Wiki’s take on Jean Raspail’s prophetic novel, The Camp of the Saints:
The Camp of the Saints is a novel about population migration and its consequences. In Calcutta India, the Belgian government announces a policy in which Indian babies will be adopted and raised in Belgium. The policy is reversed after the Belgian consulate is inundated with poverty-stricken parents eager to give up their infant children.
An Indian “wise man” then rallies the masses to make a mass exodus to live in Europe. Most of the story centers on the French Riviera, where almost no one remains except for the military and a few civilians, including a retired professor who has been watching the huge fleet of run-down freighters approaching the French coast.
The story alternates between the French reaction to the mass immigration and the attitude of the immigrants. They have no desire to assimilate into French culture but want the goods that are in short supply in their native India. Although the novel focuses on France, the rest of the West shares its fate.
Near the end of the story the mayor of New York City is made to share Gracie Mansion with three families from Harlem, the Queen of the United Kingdom must agree to have her son marry a Pakistani woman, and only one drunken Soviet soldier stands in the way of thousands of Chinese people as they swarm into Siberia. The one holdout until the end of the novel is Switzerland, but by then international pressure isolating it as a rogue state for not opening its borders forces it to capitulate.
The novel was published 42 years ago but it is suddenly back in the news again, ‘Camp of The Saints’ Seen Mirrored In Pope’s Message.
Pope Francis is urging America to throw open her borders to thousands of impoverished migrants, in part to atone for the “sins of the colonial era.
“We must not repeat the sins and the errors of the past. We must resolve now to live as nobly and as justly as possible,” he declared before a joint session of Congress. “Thousands of persons are led to travel north in search of a better life for themselves and for their loved ones, in search of greater opportunities…We must not be taken aback by their numbers.”
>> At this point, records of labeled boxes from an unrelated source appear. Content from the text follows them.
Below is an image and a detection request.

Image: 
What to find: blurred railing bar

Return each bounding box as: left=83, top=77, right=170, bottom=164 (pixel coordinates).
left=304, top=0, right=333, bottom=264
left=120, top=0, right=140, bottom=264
Indeed, as the Pope addressed the nation today it is clear that the immigration issue has hit a boiling point. Headlines blare:
European Migrant Crisis: Austria, Germany Near Tipping Point… As Europe Grasps For Answers, More Migrants Flood Its Border… Pope Francis Urges Congress To Embrace Migrants… Western and UN Aid Falling Far Short… Five More Fleets On The Way, From Africa, India and Asia… Refugee Fleet Is Headed For Europe, For France…
The last three headlines, however, are ripped not from today’s papers, but from the pages of a controversial 1973 French novel by Jean Raspail, which many say has predicted with shocking accuracy the events unfolding today.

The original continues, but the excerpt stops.